The aim of this prospective study was to evaluate the correlation between the self-perceived quality of private personal care for elderly people living at home and the 1-year risk of hospital admission, nursing home placement and death. We enrolled 100 community-dwelling elderly outpatients (mean age 85 years), who had been receiving private personal care for any kind of disability for at least 1 month. Quality of care was described by both the elderly person without overt cognitive impairment and their informal caregivers, and this was categorised for analysis as 'poor or fair' or 'optimal or intermediate'. Rates of hospital admission, long-term care placement and death were assessed at a 1-year follow-up, between May 2006 and January 2008. One year after enrollment, 67 elderly people were still living at home, 10 had been institutionalised and 23 had died.

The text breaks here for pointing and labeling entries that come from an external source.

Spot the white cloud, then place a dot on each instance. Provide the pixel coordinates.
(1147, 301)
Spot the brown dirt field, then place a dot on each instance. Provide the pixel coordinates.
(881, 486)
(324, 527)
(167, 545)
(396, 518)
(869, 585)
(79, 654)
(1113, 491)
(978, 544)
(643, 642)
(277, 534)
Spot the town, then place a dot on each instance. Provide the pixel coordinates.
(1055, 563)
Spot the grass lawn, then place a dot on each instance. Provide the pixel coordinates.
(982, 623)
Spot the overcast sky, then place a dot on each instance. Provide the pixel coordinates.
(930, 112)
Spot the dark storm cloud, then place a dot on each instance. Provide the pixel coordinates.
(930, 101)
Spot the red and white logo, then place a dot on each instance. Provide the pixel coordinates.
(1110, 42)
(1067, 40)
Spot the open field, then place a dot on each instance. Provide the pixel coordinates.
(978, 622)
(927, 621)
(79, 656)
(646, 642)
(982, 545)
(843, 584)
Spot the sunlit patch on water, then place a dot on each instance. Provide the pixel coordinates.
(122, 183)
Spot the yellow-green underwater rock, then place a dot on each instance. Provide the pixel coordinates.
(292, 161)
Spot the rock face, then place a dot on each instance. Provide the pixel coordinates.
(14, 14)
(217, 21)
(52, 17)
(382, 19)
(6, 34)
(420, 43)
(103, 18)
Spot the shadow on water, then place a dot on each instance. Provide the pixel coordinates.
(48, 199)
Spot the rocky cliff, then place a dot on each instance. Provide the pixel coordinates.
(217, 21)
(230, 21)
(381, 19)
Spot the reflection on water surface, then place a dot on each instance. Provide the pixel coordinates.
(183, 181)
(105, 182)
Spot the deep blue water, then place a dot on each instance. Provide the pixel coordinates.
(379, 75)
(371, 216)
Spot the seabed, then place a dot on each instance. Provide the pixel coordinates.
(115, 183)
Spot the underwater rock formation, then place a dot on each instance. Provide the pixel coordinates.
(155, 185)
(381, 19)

Forty-six had experienced at least one hospital admission. The elderly people belonging to the 'poor or fair care' group (n = 16) showed a higher risk of nursing home placement when compared to the people belonging to the 'optimal or intermediate care' group (n = 84) (relative risk = 5.25, 95% confidence interval 1.72-16.06), without there being any significant difference between the two groups in terms of baseline assessment and basic functional status at follow-up. The quality of personal care was not a predictor of either hospital admission or death. Therefore, a poor or fair quality of personal care turned out to be a 1-year predictor of placement in a long-term care facility for community-dwelling older adults with a disability.